Dr Mathew White, of the University of Exeter Medical School, is lead author of the research. He said: "We've known for a long time that regular physical activity is good for health and reduces the burden on health services. We have now worked out approximately how much physical activity regularly takes place in England's natural environments and how much this benefits adult health across the population. Ultimately these benefits will translate into savings for the NHS, highlighting the need to both maintain and promote our natural environments for exercise and health."
The data analysed was from Natural England's 'Monitor of Engagement with the Natural Environment' survey, which has over 280,000 participants and has been running for the last six years. The survey outcomes are part of England's official national statistics and people are sampled each week of the year, and in every region of the country, to reduce seasonal and geographical biases.
Two approaches to estimating health benefits were used, one exploring how many extra years in good health a person could expect to live from undertaking this level of exercise, and one exploring the number of lives saved each year from such activity. Because society is willing to invest resources in extending and saving lives, financial estimates of the monetary "value" of these benefits could be made.
Although the team recognises the need for caution in interpreting their results, for instance the survey relies on people accurately reporting instances of green exercise over the last week, they were reassured by finding very similar outcomes using two different approaches to analysing the data. Health economics expert at the University of Exeter Medical School, Associate Professor Anne Spencer, said: "Our estimates of the monetary value of potential health benefits are based on a number of assumptions so they need to be treated with care. However we used two different methods of analysing the data - one recommended by NICE (the National Institute of Health and Care Excellence) in England, and one developed by the World Health Organisation. We found similar results using both methods, which makes us more confident in our estimates. "

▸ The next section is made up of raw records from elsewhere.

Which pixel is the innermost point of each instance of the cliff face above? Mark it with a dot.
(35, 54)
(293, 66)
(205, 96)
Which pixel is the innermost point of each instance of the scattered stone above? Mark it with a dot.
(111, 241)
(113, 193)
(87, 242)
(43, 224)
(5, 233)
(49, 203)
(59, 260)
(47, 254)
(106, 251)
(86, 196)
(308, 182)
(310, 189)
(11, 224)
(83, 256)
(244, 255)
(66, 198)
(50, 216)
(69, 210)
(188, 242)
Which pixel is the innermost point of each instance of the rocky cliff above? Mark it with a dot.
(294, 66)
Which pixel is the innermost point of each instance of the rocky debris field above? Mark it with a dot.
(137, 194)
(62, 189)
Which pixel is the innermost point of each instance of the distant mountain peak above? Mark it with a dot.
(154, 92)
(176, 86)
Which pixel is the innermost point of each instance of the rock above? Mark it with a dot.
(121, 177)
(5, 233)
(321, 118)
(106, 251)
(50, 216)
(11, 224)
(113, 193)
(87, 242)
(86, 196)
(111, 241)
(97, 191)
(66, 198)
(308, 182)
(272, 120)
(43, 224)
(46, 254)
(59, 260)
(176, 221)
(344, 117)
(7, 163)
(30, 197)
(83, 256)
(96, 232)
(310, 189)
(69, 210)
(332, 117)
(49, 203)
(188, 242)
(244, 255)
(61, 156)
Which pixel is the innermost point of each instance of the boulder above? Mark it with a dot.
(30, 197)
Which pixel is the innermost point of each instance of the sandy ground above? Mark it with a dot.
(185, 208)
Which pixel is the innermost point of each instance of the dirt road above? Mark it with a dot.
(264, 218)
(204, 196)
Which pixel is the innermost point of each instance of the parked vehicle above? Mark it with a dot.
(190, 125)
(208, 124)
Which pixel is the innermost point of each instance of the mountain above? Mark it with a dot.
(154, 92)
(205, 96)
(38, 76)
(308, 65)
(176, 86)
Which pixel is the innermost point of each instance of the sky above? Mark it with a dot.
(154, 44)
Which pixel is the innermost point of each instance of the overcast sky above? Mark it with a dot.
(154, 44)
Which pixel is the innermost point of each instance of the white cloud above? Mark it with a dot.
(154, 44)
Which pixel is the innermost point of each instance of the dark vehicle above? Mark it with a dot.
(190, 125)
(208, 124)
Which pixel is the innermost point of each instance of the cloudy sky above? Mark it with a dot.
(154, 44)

The research was conducted in collaboration with Public Health England as part of the Health Protection Research Unit in Environmental Change and Health. Dr Angie Bone, Head of Extreme Events at Public Health England, and co-author on the work, outlined some of the broader implications of the findings. She said: "Our parks, gardens, coasts and countryside play a vital role in improving health in this country, inspiring millions of us to get active outdoors every year. Evidence suggests that access to good quality green space is linked to feeling healthier, a lower body mass index and decreased levels of obesity, and improved mental health and wellbeing. This research highlights the positive impact getting outdoors has on our health, emphasising the importance of both promoting exercise outdoors to a wider population and maintaining the quality and accessibility of the nation's parks and wild places."
The study 'Recreational physical activity in natural environments and implications for health: A population based cross-sectional study in England' is published online in the journal Preventive Medicine.